A sharp increase in the number of Chinese immigrants on their way to the U.S. southern border with Mexico has led to baseless social media claims about a stealth invasion by the Chinese Communist Party.
"Troops on the ground. Chinese communist," read sticker text on a May 15 TikTok video. The video includes a clip from a Fox News broadcast about Chinese migrants and then cuts to a woman who said, "There’s troops on the ground, if you guys didn’t know. Thousands of Chinese men entering the country illegally."
TikTok identified the video as part of its efforts to counter inauthentic, misleading or false content. (Read more about PolitiFact’s partnership with TikTok.)
The "Fox & Friends First" clip shown in the TikTok video comes from an April 19 report. In it, Anthony Rubin, a reporter for Muckraker.com, discussed a video he recorded that he said showed hundreds of Chinese migrants at a camp near the Panama-Colombia border.
The TikTok video showed only seconds of the Fox report. In the full report, Rubin didn’t describe the men as "troops," but spoke of a line of "military-age males" who were lining up to board buses to continue their journey to the U.S.-Mexico border. He speculated, without offering proof, that while some of the men may be coming to the U.S. to seek asylum, others may be coming for nefarious reasons. The line of migrants in the video, a longer version of which Muckraker shared April 14 on Twitter, shows young men, but also some women and children.
Claims that the surge of Chinese migrants poses a military threat to the U.S. have been widely shared on TikTok and other social media platforms in recent months.
The number of Chinese migrants arriving at the U.S. southern border has increased dramatically in recent months. But there’s no evidence the increase has any connection to China’s military.
How many migrants from China are arriving at the U.S. southern border?
U.S. Customs and Border Protection data through April shows 9,854 encounters with Chinese migrants at the southwest border, mostly between points of entry. The data is from fiscal year 2023, which began in October. That’s more than twice the total number encountered in a three-year span from 2020 through 2022, the data shows.

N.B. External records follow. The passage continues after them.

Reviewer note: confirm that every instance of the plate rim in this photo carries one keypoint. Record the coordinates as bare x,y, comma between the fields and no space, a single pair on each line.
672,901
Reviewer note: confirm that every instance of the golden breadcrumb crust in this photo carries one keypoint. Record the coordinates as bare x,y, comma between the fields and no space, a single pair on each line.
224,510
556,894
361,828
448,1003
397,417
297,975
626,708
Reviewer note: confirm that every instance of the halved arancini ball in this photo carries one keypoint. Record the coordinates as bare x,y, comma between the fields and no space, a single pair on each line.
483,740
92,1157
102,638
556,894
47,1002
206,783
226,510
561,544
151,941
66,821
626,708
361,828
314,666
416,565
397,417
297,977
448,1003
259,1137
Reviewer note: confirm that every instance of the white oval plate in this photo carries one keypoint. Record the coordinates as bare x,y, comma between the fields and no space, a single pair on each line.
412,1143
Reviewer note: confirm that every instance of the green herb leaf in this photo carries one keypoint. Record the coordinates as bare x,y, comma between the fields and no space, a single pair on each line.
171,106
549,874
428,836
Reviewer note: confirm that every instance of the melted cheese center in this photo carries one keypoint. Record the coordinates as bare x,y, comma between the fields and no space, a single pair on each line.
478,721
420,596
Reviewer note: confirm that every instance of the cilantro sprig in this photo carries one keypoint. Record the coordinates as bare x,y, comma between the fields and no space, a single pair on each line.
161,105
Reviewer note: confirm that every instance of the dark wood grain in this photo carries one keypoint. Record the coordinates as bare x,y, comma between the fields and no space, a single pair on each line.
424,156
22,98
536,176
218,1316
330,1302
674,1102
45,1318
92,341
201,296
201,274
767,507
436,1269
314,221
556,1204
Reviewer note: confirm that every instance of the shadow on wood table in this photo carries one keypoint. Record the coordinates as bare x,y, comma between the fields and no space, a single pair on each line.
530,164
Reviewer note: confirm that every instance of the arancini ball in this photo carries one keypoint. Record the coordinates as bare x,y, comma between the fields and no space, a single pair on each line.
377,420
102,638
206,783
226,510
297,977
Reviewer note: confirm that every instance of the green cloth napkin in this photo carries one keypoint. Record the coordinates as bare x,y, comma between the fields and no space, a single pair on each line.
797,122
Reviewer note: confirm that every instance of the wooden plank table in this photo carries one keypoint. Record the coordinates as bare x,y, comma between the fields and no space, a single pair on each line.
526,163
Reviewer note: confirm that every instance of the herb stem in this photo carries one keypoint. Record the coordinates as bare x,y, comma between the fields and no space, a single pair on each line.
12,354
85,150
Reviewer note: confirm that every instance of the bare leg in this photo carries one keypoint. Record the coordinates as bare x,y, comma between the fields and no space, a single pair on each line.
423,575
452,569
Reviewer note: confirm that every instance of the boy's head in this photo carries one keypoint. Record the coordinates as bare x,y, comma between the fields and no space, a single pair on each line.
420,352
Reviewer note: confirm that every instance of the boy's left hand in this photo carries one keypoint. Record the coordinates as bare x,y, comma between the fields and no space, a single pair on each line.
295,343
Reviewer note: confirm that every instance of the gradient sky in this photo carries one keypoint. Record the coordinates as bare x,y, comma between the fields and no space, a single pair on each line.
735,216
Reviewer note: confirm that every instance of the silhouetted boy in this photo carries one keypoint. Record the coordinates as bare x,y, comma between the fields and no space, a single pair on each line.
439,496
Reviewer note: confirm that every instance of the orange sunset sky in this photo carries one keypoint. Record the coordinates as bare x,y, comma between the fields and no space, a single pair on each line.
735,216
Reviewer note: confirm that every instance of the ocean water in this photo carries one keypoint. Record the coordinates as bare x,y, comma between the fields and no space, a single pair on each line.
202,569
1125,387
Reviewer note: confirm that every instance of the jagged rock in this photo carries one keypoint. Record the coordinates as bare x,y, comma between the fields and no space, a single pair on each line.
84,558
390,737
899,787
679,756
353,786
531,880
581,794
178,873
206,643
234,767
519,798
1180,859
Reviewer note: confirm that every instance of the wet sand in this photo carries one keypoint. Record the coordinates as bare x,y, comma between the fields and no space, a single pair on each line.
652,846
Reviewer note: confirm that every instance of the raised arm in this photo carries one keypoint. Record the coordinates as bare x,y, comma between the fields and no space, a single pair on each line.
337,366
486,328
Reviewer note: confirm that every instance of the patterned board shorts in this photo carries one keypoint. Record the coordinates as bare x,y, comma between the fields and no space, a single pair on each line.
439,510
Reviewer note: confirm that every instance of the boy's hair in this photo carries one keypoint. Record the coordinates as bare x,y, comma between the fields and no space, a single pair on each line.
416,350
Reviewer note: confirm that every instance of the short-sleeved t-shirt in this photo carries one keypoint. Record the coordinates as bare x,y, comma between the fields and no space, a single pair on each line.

Clayton Dube, director of the USC U.S.-China Institute, said the notion of a stealth invasion by China using immigrants is nonsense.
"The obvious reason why more Chinese may be coming across the border now is that COVID-19 restrictions kept Chinese within the country from 2020 until late 2022," Dube said. "The main exceptions were students going abroad to study. China's economic slowdown, including high unemployment among young people, is a push factor."
Although the data isn’t broken down by age, the vast majority of the Chinese migrants encountered at the southern border are classified as single adults. Adam Isacson, the director for defense oversight at the Washington Office on Latin America, a group that advocates for human rights in the Americas, said most of those would almost certainly be young men.
He noted a 204% increase in single adults from China entering through the southern border from December to April, but said there were also significant increases of entry by single adults from other countries, including Venezuela and Brazil.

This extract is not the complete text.